I'm working out the dry scape for my 90 gallon at the moment. I've got several large, heavy bits of wood to use. I want to attach some of the wood together(to make it look like one piece). I'm trying to work out how to do all this and make sure everything will stay firmly in place for the safety of tank and fish. Any tips? Can I use silicone to stick wood together (before it gets wet) or will it just come apart with time?

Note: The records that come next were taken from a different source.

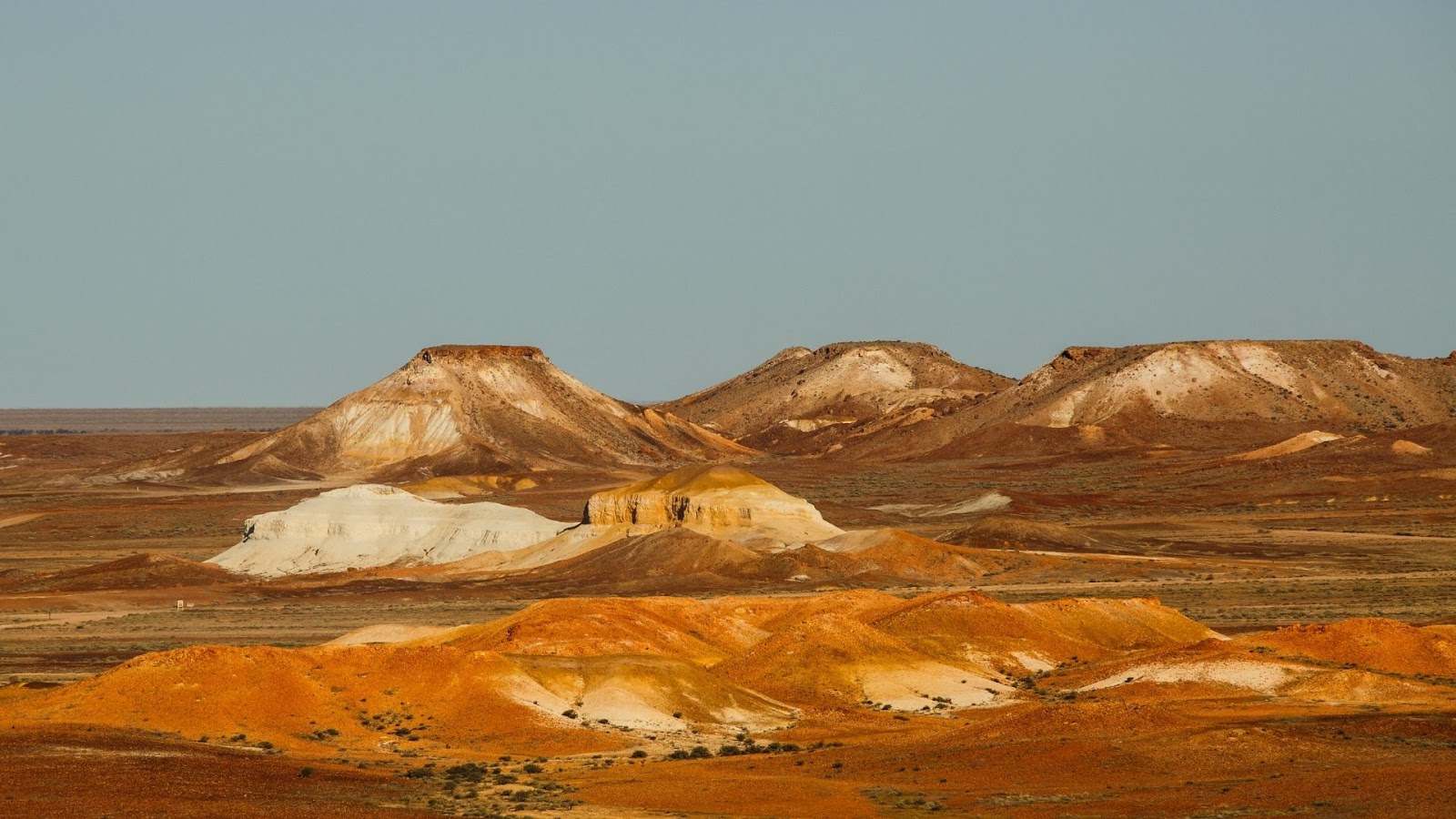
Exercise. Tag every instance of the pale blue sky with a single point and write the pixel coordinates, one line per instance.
(278, 203)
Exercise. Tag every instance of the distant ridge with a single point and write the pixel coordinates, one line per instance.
(801, 401)
(150, 420)
(1187, 392)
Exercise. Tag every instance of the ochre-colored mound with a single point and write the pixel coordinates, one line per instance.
(1289, 446)
(1006, 532)
(1380, 644)
(1198, 394)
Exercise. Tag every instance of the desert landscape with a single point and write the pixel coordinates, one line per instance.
(1186, 579)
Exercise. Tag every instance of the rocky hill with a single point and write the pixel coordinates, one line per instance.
(459, 410)
(1193, 394)
(803, 399)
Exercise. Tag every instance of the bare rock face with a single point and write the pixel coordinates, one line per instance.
(370, 525)
(472, 409)
(715, 500)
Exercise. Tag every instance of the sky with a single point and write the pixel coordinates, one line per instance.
(271, 203)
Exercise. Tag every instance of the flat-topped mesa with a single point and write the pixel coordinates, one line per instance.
(711, 499)
(478, 351)
(458, 409)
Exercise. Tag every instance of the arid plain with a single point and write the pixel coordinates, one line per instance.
(1194, 579)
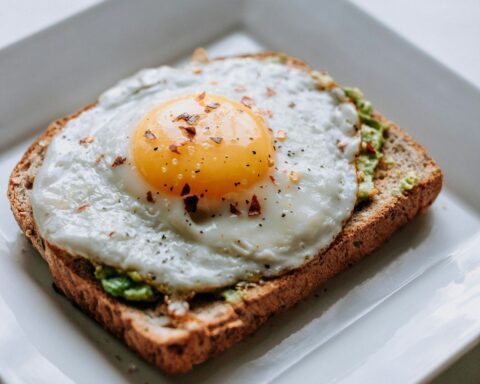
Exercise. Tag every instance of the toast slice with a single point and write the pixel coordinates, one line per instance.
(212, 324)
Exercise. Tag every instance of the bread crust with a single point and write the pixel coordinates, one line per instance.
(214, 326)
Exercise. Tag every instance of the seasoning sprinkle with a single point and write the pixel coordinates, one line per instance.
(254, 209)
(201, 96)
(149, 135)
(281, 135)
(247, 101)
(173, 148)
(185, 190)
(234, 210)
(119, 160)
(150, 198)
(216, 139)
(293, 177)
(82, 207)
(190, 132)
(190, 203)
(87, 140)
(211, 106)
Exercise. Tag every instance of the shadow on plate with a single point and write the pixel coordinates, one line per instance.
(327, 313)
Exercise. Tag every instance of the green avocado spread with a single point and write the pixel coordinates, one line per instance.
(127, 285)
(131, 286)
(371, 131)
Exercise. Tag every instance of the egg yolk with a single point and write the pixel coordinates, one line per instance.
(202, 144)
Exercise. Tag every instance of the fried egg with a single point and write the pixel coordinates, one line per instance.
(204, 176)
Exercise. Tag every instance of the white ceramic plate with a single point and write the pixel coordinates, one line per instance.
(400, 315)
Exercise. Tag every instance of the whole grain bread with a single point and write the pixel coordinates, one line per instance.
(212, 324)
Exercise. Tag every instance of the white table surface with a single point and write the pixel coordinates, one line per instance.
(448, 30)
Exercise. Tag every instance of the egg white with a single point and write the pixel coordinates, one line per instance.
(118, 227)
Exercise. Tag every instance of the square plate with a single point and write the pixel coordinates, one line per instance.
(401, 315)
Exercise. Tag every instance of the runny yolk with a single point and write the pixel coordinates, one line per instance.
(202, 144)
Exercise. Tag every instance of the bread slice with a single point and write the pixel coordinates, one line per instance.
(212, 325)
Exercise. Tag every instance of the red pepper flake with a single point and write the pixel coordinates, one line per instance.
(173, 148)
(234, 210)
(149, 135)
(371, 149)
(185, 190)
(190, 132)
(150, 198)
(247, 101)
(211, 106)
(192, 119)
(189, 119)
(255, 208)
(119, 160)
(87, 140)
(100, 158)
(201, 96)
(271, 92)
(216, 139)
(82, 207)
(191, 203)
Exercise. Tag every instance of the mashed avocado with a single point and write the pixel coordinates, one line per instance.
(371, 131)
(127, 285)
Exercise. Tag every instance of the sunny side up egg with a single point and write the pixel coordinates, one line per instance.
(204, 176)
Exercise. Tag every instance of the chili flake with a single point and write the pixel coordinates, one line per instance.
(119, 160)
(255, 208)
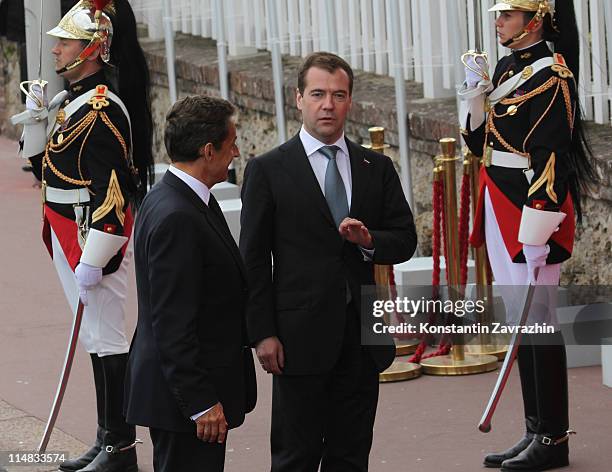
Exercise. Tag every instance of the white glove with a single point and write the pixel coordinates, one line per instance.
(87, 278)
(536, 258)
(472, 77)
(37, 98)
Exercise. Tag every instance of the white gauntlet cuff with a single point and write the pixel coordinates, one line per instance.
(100, 247)
(538, 225)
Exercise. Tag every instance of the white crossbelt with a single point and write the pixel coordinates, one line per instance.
(509, 159)
(58, 195)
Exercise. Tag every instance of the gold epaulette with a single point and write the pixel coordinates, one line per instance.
(99, 100)
(560, 66)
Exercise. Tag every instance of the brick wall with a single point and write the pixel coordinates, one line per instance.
(9, 87)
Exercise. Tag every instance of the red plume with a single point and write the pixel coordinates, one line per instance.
(101, 4)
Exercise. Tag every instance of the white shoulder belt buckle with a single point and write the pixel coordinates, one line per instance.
(67, 197)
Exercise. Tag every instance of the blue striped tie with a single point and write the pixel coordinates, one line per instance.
(335, 193)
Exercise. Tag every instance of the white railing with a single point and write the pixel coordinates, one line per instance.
(433, 34)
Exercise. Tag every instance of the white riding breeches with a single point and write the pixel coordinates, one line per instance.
(511, 277)
(103, 325)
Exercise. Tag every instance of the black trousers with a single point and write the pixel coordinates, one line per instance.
(178, 452)
(327, 419)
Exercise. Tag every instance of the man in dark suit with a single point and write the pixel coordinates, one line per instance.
(189, 377)
(325, 210)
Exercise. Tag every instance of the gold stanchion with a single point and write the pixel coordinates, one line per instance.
(458, 362)
(490, 344)
(399, 370)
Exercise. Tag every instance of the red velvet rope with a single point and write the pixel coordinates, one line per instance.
(436, 243)
(464, 215)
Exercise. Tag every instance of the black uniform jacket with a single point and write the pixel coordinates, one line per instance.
(90, 149)
(534, 121)
(188, 351)
(285, 218)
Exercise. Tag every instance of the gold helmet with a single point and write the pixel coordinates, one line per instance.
(88, 20)
(541, 8)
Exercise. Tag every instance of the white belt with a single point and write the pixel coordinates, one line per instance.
(509, 159)
(58, 195)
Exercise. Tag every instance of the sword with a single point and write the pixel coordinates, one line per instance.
(477, 26)
(63, 382)
(485, 422)
(39, 81)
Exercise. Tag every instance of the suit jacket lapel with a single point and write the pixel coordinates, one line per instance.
(220, 227)
(297, 165)
(360, 176)
(219, 224)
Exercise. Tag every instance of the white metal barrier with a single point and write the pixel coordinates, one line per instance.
(433, 34)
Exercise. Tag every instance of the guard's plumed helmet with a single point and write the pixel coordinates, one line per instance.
(541, 8)
(88, 20)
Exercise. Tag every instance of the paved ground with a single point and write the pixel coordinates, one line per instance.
(424, 425)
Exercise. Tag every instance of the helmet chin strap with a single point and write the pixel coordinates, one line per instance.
(529, 28)
(85, 53)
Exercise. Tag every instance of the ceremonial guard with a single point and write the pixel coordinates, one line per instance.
(525, 121)
(90, 146)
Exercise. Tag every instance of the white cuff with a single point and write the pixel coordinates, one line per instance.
(34, 130)
(100, 247)
(473, 104)
(368, 254)
(538, 225)
(197, 415)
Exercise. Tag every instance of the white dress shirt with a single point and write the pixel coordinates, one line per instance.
(318, 162)
(203, 192)
(194, 184)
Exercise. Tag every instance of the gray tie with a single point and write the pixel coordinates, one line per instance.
(335, 193)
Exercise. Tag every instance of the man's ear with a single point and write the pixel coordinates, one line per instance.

EDIT: I should add that once waterlogged all of the wood sinks well so I don't need to hold it down, just keep it where I want it and stop it falling over and breaking the tank as they are chunky bits. At the moment they are well dried out.


----------



## jrman83 (Jul 9, 2010)

Will clear fishing line work? I would think the surfaces would be difficult to mate for silicone, but could work I guess. Also, maybe black tie-wraps, depending on how it was mated, size, etc...


----------



## J-Pond (Jun 8, 2009)

I tried silicone on pieces of tufa rock, didn't work so well, I wouldn't try it. I know some hardware stores/lumber yards (I happen to work at one) sell nylon bolts and washers. You could pre-drill the pieces and use these to hold it in place. They won't rust and would be fish friendly.


----------



## snail (Aug 6, 2010)

That might work, but would be quite hard to get in just the right place because of the random shape of the wood.


----------



## J-Pond (Jun 8, 2009)

That depends, there are several different size bolts, you could always put a washer 1/2 way through on both sides so when you tighten the nut it helps lock it in place.


----------



## majerah1 (Oct 29, 2010)

I used fishing line myself,but you need to score a piece and push the other into it,kinda like tongue and groove.The fishing line will hold it well then.


----------



## sparkyr99 (Jan 9, 2011)

Use small stainless steel wood screws available at most hardware stores, and drive them in to where the screw head is below the surface of the wood to hide the head. this works best when the wood is waterlogged. if its a harder wood you may need to drill pilot holes to keep it from splitting. Thanks, Steve


----------



## jrman83 (Jul 9, 2010)

Stainless will rust over time.


----------



## sparkyr99 (Jan 9, 2011)

Yes a stainless fastener would deteriorate over time in freshwater (a long time), in saltwater faster yet. But the ability of a stainless fastener to hold pieces of wood together would most likely outlast the wood itself. Besides a little iron in solution never hurt a tank (planted). And the componets used in stainless steel are also found in flourish plant fertilizer. Iron, Silicon, Carbon, etc. I've had java moss on a stainless screen for 8 years, and the stainless is still there.*old dude


(earlier i had put chromium as an ingerdient in "flourish", i was wrong, i got confused with my multivitamins (HAHA) i guess, sorry, i took it out)


----------



## phys (Feb 4, 2011)

you could try some wood dowels and drilling the holes in the wood to fit. Silicon probably wouldnt work well with the wet and pourus wood. Probably would just come apart.


----------



## snail (Aug 6, 2010)

Thanks for the input everyone, has anyone tried silicon on wood? I think i might use it along with screws, dowels, or fishing line. Someone else recommended zipties, which could work in some places.


----------



## jrman83 (Jul 9, 2010)

Problem with silicone is the surface you're trying to stick. It may/may not work, just depends on the amount of area they contact. Some forms of epoxy that harden could possibly be okay and as long as they harden, should be safe for the water.


----------



## phys (Feb 4, 2011)

I forgot about the epoxies.. I've heard some work well underwater as jrman has said.


----------



## J-Pond (Jun 8, 2009)

The only real problem with the stainless screws is in some areas you may see the head. Zip ties will work, and they do make small black ones, they would be harder to see. Not sure I would try an epoxy.


----------



## tscott (Jan 7, 2011)

I wouldnt use silicone, the fact is that the wood soaks up the water, even if you glue it before the wood will get wet and the silicone will let go. I dont think it would hold for any time at all. I think I would skip the silicone all together and use the other options that people stated above.


----------